Per questo motivo la comunicazione di Marine è tutta tesa a sottolineare alcuni concetti-base, il più possibile inclusivi per gli elettori: la necessità di difendere la nazione; il valore dell’essere francesi; l’importanza della comunità. Chi li condivide è un “patriota”. Sono tre le minacce che impediscono alla Francia di risollevarsi, nell’ordine: l’Unione Europea, la globalizzazione e i trattati internazionali, il governo socialista. Qui, il “riprendiamoci la nostra patria!” resta parafrasato, anche se evidente.
Geert Wilders, riecheggiando la campagna pro-Brexit, mette invece in bella vista sul suo programma parole d’ordine come “basta rifugiati”, “basta immigrati islamici”, “basta soldi a Bruxelles e in Africa”, “via dalla UE”, “il nostro paese torni nostro”. Lo imita parola per parola Frauke Petry, la 41enne leader di Alternative fuer Deutschland che ricalca con meno successo la propaganda dell’olandese.

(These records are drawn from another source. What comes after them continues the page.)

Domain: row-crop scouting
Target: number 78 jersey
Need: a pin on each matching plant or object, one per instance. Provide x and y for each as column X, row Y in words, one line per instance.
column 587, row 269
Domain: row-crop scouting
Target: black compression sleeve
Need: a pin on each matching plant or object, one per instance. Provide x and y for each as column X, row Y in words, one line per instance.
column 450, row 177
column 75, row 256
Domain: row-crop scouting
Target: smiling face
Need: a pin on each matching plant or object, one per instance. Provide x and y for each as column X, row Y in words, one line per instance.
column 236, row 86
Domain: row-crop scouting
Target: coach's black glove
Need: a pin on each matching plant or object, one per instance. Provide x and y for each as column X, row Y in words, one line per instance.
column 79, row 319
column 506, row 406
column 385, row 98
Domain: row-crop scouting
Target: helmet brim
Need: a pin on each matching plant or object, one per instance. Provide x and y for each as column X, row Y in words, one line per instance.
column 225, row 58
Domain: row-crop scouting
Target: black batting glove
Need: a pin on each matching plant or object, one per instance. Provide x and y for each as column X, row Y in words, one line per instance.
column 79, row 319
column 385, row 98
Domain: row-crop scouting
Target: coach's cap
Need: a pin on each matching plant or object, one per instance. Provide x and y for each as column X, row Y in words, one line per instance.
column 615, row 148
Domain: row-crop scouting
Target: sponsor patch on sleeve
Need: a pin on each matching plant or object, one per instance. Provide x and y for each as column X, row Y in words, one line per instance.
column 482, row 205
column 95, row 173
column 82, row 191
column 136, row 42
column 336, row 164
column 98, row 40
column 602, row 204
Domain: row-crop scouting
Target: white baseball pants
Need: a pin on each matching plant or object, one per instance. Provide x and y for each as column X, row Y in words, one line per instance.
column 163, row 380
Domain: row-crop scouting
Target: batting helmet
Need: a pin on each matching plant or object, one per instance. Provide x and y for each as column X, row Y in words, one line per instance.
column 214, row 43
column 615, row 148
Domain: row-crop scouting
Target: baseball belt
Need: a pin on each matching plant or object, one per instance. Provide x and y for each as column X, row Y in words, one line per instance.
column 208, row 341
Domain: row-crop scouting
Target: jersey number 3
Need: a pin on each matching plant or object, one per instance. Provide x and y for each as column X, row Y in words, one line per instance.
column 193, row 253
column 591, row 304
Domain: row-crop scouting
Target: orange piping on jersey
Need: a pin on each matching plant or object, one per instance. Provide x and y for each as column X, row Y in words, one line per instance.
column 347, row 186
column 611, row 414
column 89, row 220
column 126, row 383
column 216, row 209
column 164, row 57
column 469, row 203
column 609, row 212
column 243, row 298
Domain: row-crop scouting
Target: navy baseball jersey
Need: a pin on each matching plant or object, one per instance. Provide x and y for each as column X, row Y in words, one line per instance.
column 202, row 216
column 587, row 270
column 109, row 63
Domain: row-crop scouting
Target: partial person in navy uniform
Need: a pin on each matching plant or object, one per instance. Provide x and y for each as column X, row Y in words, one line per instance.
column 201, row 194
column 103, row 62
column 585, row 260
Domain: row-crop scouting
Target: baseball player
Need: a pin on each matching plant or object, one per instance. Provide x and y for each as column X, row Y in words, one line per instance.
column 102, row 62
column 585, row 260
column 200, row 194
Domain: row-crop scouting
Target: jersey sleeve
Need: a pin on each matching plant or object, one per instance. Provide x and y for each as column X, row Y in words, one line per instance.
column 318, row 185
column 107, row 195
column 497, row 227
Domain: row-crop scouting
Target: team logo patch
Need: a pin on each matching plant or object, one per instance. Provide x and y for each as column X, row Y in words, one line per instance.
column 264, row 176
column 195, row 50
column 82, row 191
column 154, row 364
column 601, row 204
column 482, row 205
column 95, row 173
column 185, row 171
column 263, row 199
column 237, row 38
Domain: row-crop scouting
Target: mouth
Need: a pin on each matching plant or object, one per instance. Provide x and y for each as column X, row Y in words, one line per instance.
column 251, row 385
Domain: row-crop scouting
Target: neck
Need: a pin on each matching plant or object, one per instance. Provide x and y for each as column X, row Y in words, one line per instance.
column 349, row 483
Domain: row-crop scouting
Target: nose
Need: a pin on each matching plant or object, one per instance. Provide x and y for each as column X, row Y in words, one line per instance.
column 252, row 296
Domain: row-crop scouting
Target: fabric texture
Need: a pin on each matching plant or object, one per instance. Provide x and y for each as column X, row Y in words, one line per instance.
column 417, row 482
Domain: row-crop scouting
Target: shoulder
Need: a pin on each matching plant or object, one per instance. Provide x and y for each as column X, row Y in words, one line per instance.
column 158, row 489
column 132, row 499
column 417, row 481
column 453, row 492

Frauke Petry è dei tre l’allieva più diligente delle tecniche social di Donald Trump. Il suo profilo Twitter per ora resta snobbato (solo 70mila follower), ma vi abbondano i commenti personali, le accuse di corruzione e di elitismo verso gli altri candidati e di fake news ai media, le frasi semplici, gli attacchi a tutto campo. Wilders usa a sua volta questi strumenti, ma con più parsimonia e meno scientificità, risultando forse per questo più autentico. D’altronde, gli olandesi paiono così stanchi del loro sistema partitico che nei dieci giorni in cui la campagna di Wilders è stata sospesa – si è scoperto due settimane fa che i poliziotti della sua scorta rivendevano informazioni riservate – il PVV è continuato a crescere nei sondaggi. Non è così per la Petry, molto indietro rispetto alla popolarità di Angela Merkel o Martin Schulz.
“Siate forti, siate determinati, cioè siate francesi”, martella Marine Le Pen nei suoi comizi. E rivela così uno degli aspetti decisivi della sua offerta e della sua strategia comunicativa, comune ad altri soggetti che in altre zone d’Europa e del mondo hanno scalato sistemi politici da cui erano ai margini. L’orgoglio della vita sociale e civile, e della appartenenza, da ritrovare: il riferimento è a un passato idealizzato di cui rimane qualche briciola paragonato a un presente considerato dalla maggioranza squallido, rovinato da forze ostili, ingiusto.
“Rimettere in sesto la Francia” era stato lo slogan vincente di François Hollande nel 2012; oggi, Marine propone di “Rimettere in ordine la Francia”. Un paragone che può soddisfare i più cinici, e chi pensa che i “nuovi” partiti europei siano in fondo uguali ai “vecchi”. Ma che lascia l’amaro in bocca quando, di quella vecchia politica, si vanno a cercare le responsabilità.